El deportista comentó que a inicios de la cuarentena solo recibieron por parte del ayuntamiento una despensa, desde entonces no han tenido ningún acercamiento que los pueda ayudar para resistir el tiempo que resta de paro de actividades.

"Estamos desesperados, porque ya queremos tener actividad, se me hace increíble porque no es posible que antros o restaurantes bar ya están operando y nosotros que estamos fomentando el deporte no se nos ha brindado esa oportunidad para reapertura", lamentó.

De igual manera destacó que el deporte, en especial el de la lucha libre, es poco apoyado en el estado, por lo que la mayoría de los jóvenes talentos tienen que emigrar a otras ciudades para sobresalir.

La falta de una Comisión de Lucha Libre hace aún más complicado la labor de estos deportistas, comentó Rocky.
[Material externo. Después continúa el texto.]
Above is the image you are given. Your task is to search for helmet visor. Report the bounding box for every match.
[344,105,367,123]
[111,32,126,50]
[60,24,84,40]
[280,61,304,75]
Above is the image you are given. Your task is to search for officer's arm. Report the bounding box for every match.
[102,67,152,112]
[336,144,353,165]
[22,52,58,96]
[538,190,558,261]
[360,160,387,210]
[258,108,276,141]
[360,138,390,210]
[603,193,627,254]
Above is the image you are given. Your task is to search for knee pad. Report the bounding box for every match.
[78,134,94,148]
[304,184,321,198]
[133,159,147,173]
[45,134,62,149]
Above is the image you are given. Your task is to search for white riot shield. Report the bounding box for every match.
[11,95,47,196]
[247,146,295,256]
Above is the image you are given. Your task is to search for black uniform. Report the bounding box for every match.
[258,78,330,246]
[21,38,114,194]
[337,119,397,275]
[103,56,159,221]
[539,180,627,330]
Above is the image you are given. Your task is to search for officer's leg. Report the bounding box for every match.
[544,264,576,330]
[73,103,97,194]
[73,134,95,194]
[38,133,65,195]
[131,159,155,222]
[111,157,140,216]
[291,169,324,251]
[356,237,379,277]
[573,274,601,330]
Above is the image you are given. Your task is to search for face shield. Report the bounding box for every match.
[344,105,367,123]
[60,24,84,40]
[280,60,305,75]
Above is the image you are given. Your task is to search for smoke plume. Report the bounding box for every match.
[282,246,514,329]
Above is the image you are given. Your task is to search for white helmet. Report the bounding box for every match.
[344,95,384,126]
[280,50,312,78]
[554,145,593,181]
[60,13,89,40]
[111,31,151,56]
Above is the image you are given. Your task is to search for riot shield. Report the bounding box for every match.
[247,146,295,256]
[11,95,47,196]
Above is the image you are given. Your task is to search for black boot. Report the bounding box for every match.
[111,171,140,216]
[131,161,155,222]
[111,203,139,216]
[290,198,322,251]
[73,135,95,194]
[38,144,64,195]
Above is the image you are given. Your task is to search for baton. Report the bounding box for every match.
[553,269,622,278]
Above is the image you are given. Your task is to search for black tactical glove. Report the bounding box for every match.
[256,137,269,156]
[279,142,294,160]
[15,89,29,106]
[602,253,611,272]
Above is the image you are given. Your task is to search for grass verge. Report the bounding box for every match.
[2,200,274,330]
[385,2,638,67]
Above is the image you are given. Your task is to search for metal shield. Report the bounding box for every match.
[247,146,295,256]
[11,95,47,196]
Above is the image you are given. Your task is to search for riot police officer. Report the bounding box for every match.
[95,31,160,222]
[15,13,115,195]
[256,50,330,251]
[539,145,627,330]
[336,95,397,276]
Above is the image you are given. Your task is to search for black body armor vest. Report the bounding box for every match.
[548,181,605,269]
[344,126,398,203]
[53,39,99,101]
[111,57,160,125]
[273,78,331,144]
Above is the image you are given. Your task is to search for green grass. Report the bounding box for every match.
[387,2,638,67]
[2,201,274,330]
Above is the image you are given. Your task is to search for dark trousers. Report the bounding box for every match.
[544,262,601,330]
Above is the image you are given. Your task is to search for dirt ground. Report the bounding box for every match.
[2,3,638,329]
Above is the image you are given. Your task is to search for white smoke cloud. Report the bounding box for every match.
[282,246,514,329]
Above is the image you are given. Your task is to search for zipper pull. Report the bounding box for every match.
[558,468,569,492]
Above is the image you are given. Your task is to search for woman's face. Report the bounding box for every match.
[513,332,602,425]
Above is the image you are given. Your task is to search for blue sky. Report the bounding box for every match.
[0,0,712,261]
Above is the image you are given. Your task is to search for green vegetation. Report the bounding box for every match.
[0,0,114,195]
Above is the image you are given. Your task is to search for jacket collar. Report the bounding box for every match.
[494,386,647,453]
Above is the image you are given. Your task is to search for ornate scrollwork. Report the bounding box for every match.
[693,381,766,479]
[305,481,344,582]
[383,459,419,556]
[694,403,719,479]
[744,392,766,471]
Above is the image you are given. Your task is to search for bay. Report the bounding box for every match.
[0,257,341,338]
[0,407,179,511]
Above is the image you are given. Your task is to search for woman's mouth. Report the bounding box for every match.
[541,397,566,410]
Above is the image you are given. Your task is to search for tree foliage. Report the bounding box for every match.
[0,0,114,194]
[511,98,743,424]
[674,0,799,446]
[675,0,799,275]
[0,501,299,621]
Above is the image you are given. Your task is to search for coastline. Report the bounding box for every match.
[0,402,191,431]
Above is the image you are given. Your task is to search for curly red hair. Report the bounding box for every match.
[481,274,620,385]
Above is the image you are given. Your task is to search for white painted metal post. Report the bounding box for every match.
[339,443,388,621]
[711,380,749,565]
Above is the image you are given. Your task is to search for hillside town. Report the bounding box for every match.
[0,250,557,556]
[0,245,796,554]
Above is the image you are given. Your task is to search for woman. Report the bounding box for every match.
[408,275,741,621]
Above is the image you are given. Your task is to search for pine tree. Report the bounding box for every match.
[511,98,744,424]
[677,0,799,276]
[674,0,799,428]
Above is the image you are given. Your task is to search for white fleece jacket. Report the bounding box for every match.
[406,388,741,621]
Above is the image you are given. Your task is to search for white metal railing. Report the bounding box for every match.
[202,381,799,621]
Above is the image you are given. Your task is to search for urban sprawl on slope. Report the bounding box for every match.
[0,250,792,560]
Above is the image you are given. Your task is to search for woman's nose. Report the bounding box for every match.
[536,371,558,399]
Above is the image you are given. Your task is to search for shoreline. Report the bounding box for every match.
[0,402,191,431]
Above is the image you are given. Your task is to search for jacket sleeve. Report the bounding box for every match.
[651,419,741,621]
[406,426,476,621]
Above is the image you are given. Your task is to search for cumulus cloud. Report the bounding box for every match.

Pese a que anteriormente ya se había formado una institución para apoyarlos, esta tenía muchas irregularidades y al contrario de ayudarlos les quitaba los ingresos que generaban, con el cobro de permisos y documentación que no necesitaban.

"Hoy en día no se ha estipulado una comisión de Box y Lucha Libre, desde ahí nos tienen olvidados", aseveró.

Ven muy lejano volver a la nueva normalidad

Debido a que este deporte implica mucho contacto y los lugares donde realizan sus eventos concentran cientos de personas, Rocky ve difícil que este año puedan retomar actividades, hasta que no les indiquen las autoridades.

"Nosotros ya tenemos pensado como reiniciar nuestras actividades con las medidas necesarias, cubrebocas, gel, pero hasta que no nos autoricen no podemos hacer nada", comentó.

Rocky expresó la molestia que tiene hacía algunas autoridades, ya que algunos sectores ya regresaron a laborar y a ellos no se han acercado para poder otorgarles el permiso para realizar sus eventos.

Para apoyarse y poder adquirir algo de dinero igual que muchos artistas, cantantes y diferentes sectores de la población que se dedicaban al negocio del entretenimiento, optaron por realizar eventos en vivo a través de la plataforma Facebook, pidiendo una pequeña cuota de recuperación a su público.

No obstante, de los dos eventos que realizaron no lograron obtener una tercera parte de lo que normalmente conseguían en los eventos masivos, por consiguiente, desistieron de la idea.

Lo único que les queda es esperar a que disminuya el riesgo de contagios, para regresar al cuadrilátero.